Sunday, January 7, 2024

Bad Days for the Establishment

The parlous situation in which Harvard found itself over the past weeks probably found many observers exhibiting a full dose of schadenfreude--pleasure at seeing the oldest and probably most prestigious American university roasted over the coals of truly bad publicity. After its governing body, the President and Fellows of Harvard College, known as the Harvard Corporation, had stood behind the university president, Claudine Gay, when she and the presidents of MIT and Penn had fallen into a trap before a Congressional committee intent on taking them down and using the schools' weak response to anti-Semitism on their campuses as a means of attack, it was getting harder for the governing board to keep supporting Gay.

They had named a special committee to investigate some charges of plagiarism by the president. As expected, this inquiry cleared her. But further allegations of plagiarism or miscitation or no citation kept dribbling out. This, more than the concentrated attacks from major donors and right-wing agitators, made the board increasingly unwilling to keep backing the president as it seemed she was digging herself deeper each day. 

It's likely that the Harvard Corporation had resisted the pressure initially because of the Harvard attitude that it didn't take direction from outsiders, and especially not from politicians, such as the Congresswoman who had shown up the three presidents and was herself a Harvard graduate. This is the university where, long ago, when a caller asked to see the then-president of Harvard, Charles Eliot, his secretary responded, "The President has gone to Washington to see Mr. Taft."
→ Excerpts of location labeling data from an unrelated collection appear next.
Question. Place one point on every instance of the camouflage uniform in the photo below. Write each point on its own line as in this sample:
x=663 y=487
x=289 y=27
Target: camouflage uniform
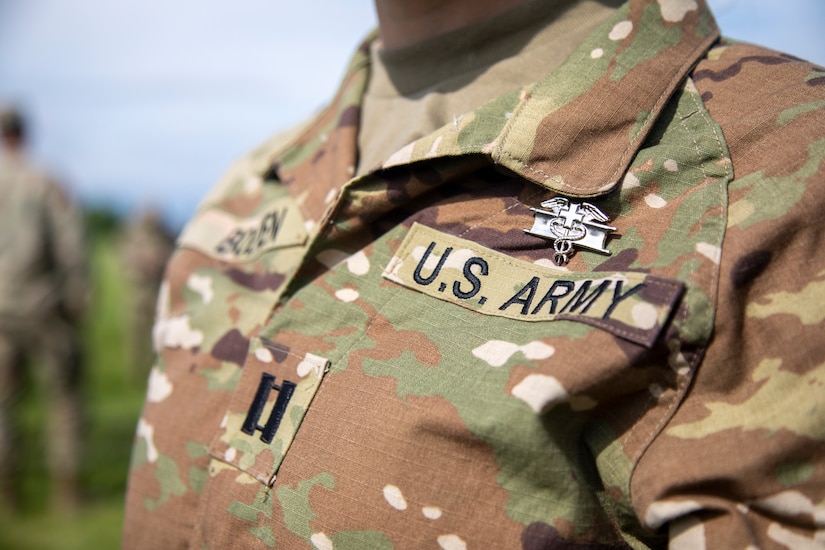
x=391 y=361
x=43 y=291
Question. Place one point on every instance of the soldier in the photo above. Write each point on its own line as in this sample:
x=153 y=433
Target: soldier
x=43 y=291
x=146 y=246
x=542 y=275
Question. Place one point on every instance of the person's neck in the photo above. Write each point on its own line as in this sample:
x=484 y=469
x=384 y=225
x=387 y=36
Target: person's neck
x=407 y=22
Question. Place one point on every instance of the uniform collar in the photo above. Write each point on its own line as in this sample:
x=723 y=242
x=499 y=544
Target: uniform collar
x=574 y=132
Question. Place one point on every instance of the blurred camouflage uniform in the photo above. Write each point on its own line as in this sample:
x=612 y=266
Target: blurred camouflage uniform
x=391 y=361
x=43 y=290
x=145 y=246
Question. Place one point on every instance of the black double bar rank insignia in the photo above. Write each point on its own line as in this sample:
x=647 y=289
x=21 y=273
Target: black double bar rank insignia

Harvard seems to have had little experience in crisis management. A large portion of the faculty had registered its support of President Gay. But it would appear that no one on the governing board or its staff had taken the time to explore with Gay whether there was more to the plagiarism charges. There was. Thus the Corporation was caught in the worst kind of posture: more charges and evidence dribbling out when they had thought they had doused the fire.

This turn of events also diminished the Corporation's reliance on Harvard's long-established hauteur. Unlike most institutions, Harvard's natural response to anyone criticizing the university was to ignore allegations as beneath its dignity even to respond. Since the charges didn't go away even after the Corporation had initially cleared Gay and reiterated its support, the rarely challenged Corporation had no place to go but to fold.

It now appears that Gay was told to get her resignation statement ready and the Corporation prepared its own announcement. Fortunately for the governing board, a qualified Provost was on hand to serve as interim President. When the leading critics--representing right-wingers and major donors--were savoring their victory, a counterattack was launched at MIT, whose leader, the third president at the hearing, had withstood pressure to resign. It turned out that an MIT academic who was the wife of one of the loudest major donors had been accused of plagiarism similar to what Gay had been accused of, and had apparently skated through the inquiry.

The donor responded by promising to launch a plagiarism investigation of the MIT President and just about everyone on the faculty at the school. This may have been an unwise feint in that it seems inevitable that any such inquiry would take time--presumably the donor could afford the significant cost--and would likely result in all kinds of difficult cases that inevitably arise in this area of academic misbehavior. The institutions could hold out while this fishing expedition searched through huge amounts of paper, all of which would need to be evaluated.

Lastly, the defense of free speech offered by the three presidents at the hearing was vitiated by the sorry history of the institutions' hypocrisy. They insisted that statements favoring genocide and that were thus anti-Semitic might not be held violations of the schools' conduct codes unless the speech became conduct. This is an admittedly complex area but the schools were defending free speech after coming down hard on those faculty members who resisted such requirements as using a student's preferred pronouns.